I cannot find the right combination of words (or even the appropriate words) to describe those experiences. Yet, I know what it means to be that close. Once you have been there, you just know. And no amount of teachings can prepare you for the real thing.
Intellectually, we can collect vast amounts of information. Even though it may pay off in trivial pursuit, it only constipates the flow of meaningful experiences.
“To know and not to do is not yet to know.” – Zen Wisdom
There seems to be a universal comment by us Baby Boomers that the Y generation is the perfect example of “…thinking they know it all – yet are just in the beginning of their journey into real knowing”. The Y generation have all the information on just about anything on their fingertips – yet we know that we used to think we knew everything when we were young and computers were items of science fiction. Now we know better. We have lived through actual experiences that we just read about in our youth. Nothing substitutes experience.

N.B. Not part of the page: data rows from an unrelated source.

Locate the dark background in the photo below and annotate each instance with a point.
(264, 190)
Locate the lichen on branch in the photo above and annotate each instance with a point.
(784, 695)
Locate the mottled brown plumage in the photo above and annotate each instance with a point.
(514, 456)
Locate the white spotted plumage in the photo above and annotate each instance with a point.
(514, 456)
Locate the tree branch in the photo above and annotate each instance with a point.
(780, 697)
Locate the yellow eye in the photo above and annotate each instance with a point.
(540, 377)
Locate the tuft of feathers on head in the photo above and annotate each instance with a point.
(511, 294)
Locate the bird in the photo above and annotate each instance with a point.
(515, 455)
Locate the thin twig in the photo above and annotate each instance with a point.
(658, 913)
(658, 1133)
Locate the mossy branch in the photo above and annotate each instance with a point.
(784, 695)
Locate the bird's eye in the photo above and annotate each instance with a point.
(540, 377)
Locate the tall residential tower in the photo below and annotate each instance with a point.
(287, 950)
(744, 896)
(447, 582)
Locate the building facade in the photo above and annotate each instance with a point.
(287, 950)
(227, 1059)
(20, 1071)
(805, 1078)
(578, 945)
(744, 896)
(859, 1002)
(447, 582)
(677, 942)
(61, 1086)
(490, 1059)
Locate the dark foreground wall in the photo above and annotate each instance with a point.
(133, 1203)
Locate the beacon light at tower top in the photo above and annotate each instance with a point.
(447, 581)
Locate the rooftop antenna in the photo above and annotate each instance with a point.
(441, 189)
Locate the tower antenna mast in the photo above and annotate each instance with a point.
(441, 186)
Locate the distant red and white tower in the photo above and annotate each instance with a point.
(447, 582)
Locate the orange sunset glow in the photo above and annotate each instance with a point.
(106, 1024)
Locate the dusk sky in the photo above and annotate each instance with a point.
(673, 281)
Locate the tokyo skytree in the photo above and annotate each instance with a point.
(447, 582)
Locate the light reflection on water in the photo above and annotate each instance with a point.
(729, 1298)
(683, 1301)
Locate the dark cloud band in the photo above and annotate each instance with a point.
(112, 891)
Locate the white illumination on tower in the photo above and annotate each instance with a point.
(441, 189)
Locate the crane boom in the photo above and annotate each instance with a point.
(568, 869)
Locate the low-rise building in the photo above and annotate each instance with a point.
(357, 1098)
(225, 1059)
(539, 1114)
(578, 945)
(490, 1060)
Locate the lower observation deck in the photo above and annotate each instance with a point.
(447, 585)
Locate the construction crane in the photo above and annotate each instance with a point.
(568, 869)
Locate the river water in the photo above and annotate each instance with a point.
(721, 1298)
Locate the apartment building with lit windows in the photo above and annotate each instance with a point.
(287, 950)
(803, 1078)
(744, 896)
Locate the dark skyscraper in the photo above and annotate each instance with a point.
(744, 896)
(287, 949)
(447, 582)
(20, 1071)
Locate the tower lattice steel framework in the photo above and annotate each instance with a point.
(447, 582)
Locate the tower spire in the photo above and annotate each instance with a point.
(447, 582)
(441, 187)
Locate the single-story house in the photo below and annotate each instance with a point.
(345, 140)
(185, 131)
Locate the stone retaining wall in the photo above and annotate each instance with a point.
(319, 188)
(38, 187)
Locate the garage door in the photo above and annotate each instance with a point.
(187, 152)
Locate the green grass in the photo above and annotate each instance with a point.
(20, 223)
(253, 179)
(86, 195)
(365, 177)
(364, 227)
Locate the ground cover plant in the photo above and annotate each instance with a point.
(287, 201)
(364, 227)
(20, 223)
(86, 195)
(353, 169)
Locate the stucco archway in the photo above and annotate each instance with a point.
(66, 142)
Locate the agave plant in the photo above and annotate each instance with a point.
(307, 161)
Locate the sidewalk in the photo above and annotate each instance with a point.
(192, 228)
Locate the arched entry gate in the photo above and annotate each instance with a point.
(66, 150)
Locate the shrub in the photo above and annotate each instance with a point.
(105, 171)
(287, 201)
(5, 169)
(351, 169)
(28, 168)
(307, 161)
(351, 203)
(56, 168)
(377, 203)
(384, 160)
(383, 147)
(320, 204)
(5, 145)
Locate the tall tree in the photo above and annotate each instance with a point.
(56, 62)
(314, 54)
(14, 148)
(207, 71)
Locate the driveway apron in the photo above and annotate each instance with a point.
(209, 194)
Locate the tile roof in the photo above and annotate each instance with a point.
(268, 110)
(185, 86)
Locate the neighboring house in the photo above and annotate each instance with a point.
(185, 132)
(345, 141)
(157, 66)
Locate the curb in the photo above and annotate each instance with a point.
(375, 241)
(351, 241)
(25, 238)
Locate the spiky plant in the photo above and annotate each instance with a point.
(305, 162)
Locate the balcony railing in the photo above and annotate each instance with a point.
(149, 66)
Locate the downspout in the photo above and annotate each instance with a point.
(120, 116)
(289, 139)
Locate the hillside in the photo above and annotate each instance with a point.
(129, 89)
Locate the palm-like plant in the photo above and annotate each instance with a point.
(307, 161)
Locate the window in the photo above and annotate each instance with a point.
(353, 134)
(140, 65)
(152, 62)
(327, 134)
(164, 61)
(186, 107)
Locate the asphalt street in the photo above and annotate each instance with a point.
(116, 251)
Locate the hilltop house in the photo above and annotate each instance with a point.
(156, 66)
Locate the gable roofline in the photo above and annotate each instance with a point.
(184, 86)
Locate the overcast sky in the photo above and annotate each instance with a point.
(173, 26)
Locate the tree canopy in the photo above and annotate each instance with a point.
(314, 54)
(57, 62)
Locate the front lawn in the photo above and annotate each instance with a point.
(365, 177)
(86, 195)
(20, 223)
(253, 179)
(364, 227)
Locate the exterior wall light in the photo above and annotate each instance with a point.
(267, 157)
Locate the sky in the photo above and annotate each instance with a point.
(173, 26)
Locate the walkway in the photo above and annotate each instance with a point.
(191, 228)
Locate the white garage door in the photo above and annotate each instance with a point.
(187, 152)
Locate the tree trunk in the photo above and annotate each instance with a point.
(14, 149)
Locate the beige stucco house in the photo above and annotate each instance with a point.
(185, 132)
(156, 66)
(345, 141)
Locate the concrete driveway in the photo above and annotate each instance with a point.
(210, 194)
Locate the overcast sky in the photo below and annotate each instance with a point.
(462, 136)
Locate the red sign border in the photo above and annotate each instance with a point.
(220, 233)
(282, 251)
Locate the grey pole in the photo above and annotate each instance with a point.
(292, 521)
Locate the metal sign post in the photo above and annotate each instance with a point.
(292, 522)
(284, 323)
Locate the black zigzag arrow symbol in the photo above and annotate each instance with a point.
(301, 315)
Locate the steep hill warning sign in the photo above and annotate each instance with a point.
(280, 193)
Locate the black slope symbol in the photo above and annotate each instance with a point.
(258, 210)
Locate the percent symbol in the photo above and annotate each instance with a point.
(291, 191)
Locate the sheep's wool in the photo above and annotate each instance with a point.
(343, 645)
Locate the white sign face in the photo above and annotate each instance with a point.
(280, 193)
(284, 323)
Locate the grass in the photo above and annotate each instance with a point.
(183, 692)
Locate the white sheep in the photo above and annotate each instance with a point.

Much as we would like to protect our younger generation by teaching, mentoring, setting rules, censorship … and doing their homework, we have to just let them go through their own path of experiences. When they tell you that they know it all, resist the temptation to show them different.
Firstly because you (despite your advancing years), actually know very little. And secondly, words can never convey the essence of knowing…
Talk is cheap. Action needs no words to describe. Just like Tom Boonen and Paris-Roubaix 2012.